La rebelión de salud funcionó como un catalizador del descontento del pueblo trabajador con el régimen de las petroleras y el MPN. Durante el 2020 la economía neuquina, dependiente de la producción de hidrocarburos, fue de las más impactadas por la crisis. Fue la provincia en la que más cayó el empleo registrado. Según datos del INDEC, el conglomerado Neuquén - Plottier fue el de mayor aumento de la indigencia durante el segundo semestre de 2020. En la provincia hay un 12,3% de las personas que ni siquiera llega a comprar el alimento mínimo para vivir. El porcentaje está por encima de la media nacional y solo es superado por el Gran Buenos Aires. La pobreza también creció con más fuerza que en el resto de los distritos, ubicándose apenas por debajo de la media nacional, y aquejando a un 40,2% de la población.

La lucha de salud mostró para todo el país los contrastes y la desigualdad estructural que reina en la provincia. Una familia que no tiene agua potable vive a metros de distancia de un pozo de fracking que consume 100 millones de litros de agua. Torres de perforación automatizadas que se mueven de un pozo a otro sin descanso para cobrar los subsidios del estado nacional a la producción de gas, y hogares que deben calefaccionarse con leña o gas envasado por no tener gas de red, pagando un costo mucho más alto: la desigualdad llevada al terreno energético. Trabajadoras que tienen que tomar terrenos lindantes con un gigantesco basurero petrolero, porque alquilar un departamento de una habitación cuesta $30.000, 40% más que el salario mínimo. Hospitales que no soportan ni una lluvia, sin recursos y con el personal saturado al frente a la pandemia, mientras se destinan miles de millones de pesos a obras en beneficio de las petroleras.

La rebelión de los elefantes mostró el poder de la clase trabajadora y esbozó una alianza social junto al conjunto de las y los trabajadores, al pueblo mapuce, a la juventud. Si no se convirtió en una verdadera huelga general fue por el accionar de las burocracias sindicales.

Esta primera etapa deja un importante triunfo y muchas conclusiones, que este artículo no pretende desarrollar. Pero más allá del aspecto salarial y sindical, una conquista invaluable de las y los elefantes es haber desterrado la idea, impuesta con más fuerza desde la derrota de la lucha contra el pacto Chevron- YPF, de que las petroleras son intocables.

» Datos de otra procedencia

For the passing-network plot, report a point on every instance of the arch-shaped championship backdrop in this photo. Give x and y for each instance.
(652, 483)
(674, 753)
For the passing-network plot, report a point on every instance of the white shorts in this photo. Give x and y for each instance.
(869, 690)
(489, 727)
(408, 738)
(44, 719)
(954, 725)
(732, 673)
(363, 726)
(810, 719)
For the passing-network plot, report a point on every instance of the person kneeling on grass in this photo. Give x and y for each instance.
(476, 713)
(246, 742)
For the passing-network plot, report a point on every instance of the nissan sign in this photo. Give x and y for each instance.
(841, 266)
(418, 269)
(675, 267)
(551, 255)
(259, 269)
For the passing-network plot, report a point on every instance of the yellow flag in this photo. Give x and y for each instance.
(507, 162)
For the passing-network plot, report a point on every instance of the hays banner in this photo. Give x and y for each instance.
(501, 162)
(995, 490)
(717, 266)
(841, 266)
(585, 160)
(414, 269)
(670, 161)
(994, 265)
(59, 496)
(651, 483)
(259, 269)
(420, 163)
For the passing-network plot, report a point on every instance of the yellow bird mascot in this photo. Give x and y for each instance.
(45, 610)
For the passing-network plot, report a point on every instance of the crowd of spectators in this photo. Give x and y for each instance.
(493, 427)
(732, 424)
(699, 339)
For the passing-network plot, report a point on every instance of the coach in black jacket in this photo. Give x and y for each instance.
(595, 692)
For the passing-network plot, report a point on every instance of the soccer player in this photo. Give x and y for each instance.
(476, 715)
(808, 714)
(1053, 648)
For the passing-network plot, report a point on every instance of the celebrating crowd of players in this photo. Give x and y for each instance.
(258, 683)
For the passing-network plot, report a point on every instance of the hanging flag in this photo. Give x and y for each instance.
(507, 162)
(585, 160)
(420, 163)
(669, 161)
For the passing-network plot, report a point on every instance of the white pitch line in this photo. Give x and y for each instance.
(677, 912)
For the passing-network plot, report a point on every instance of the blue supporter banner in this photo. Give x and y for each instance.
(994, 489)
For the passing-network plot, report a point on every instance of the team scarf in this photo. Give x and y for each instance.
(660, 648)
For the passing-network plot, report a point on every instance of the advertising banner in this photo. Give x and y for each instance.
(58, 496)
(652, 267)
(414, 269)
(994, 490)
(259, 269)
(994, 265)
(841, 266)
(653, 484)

Javier Grosso, geógrafo e investigador de la Universidad Nacional del Comahue elaboró la cartografía para este artículo


[1Así denominó a los trabajadores y trabajadoras de la salud el secretario general de ATE Carlos Quintriqueo, de manera despectiva. Sin embargo, los “elefantes” se lo apropiaron afirmando que esos mamíferos pisan fuerte, dejan huellas, andan en manada y tienen memoria. http://www.laizquierdadiario.com/VIDEO-Elefantes-en-Neuquen

[2El concepto de “cuellos de botella” o “puntos de estrangulamiento” es utilizado por intelectuales como el estadounidense Kim Moody para referirse a los sitios en la industria de la logística que de interrumpirse (aunque sea de forma parcial), dificultan la circulación de mercancías, acumulándolas y estancando al conjunto de la economía. Se trata de enormes concentraciones de trabajadores en grandes almacenes de empresas como Amazon, en puertos o centros de logística. Los piquetes de salud no afectaron el tipo de industria al que refiere el concepto, pero creemos que puede servir para graficar lo que sucedió al interrumpir la circulación de personal, insumos, maquinaria, parte de la producción y desechos, y perjudicar la logística del conjunto del circuito petrolero no convencional de Vaca Muerta.